Singapore's National Environment Agency (NEA) said on Thursday that two new cases of locally transmitted Zika virus infection have been confirmed at Flower Road and Hendry Close. This latest cluster is close to the first Zika cluster of this year, which was reported at Simon Place in Hougang on last Wednesday.

NEA said both of the new cases are residents in the area. It added that the authorities have started their operations to control the mosquito population. The agency urged the residents to maintain vigilance, "as there could still be asymptomatic or mild, undiagnosed cases which might result in further transmission of the virus" if there are mosquitoes in the area.

NEA highlighted that 80 percent of Zika infected people do not develop symptoms, hence it increases the risk of a resurgence of the virus as "it may take some time before a reintroduced Zika virus is detected".

The members of the public are advised to seek medical attention if they are unwell, especially with symptoms such as fever and rash. According to the World Health Organisation (WHO), people infected with Zika can have symptoms including mild fever, skin rash, conjunctivitis, muscle and joint pain, malaise or headache.
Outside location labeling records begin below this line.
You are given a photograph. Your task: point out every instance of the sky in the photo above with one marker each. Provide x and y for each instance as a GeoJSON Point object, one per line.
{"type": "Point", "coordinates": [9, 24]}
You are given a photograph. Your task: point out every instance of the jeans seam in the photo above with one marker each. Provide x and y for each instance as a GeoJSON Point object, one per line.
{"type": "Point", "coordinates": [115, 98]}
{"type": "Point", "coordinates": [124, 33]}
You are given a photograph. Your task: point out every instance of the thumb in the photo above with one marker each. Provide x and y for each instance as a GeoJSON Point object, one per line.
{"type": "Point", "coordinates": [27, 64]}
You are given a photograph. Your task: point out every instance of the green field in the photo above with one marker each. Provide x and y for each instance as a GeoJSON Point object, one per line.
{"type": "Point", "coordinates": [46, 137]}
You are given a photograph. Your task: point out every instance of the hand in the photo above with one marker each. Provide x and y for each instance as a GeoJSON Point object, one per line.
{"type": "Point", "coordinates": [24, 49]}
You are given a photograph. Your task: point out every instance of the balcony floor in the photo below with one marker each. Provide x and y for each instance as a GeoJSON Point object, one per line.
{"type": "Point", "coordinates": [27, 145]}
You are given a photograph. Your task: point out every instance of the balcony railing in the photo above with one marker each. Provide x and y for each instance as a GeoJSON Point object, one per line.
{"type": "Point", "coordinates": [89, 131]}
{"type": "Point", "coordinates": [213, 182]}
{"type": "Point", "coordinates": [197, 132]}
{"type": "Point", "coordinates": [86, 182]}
These symptoms of Zika normally last for two to seven days.

Zika virus was first identified in Uganda in 1947. More than 1,900 cases were confirmed in Brazil which is hardest hit so far. There is no treatment or vaccine for Zika infection yet. Companies and scientists are working to develop a safe and effective vaccine for the virus. Zika is commonly said to be a close cousin of dengue and chikungunya.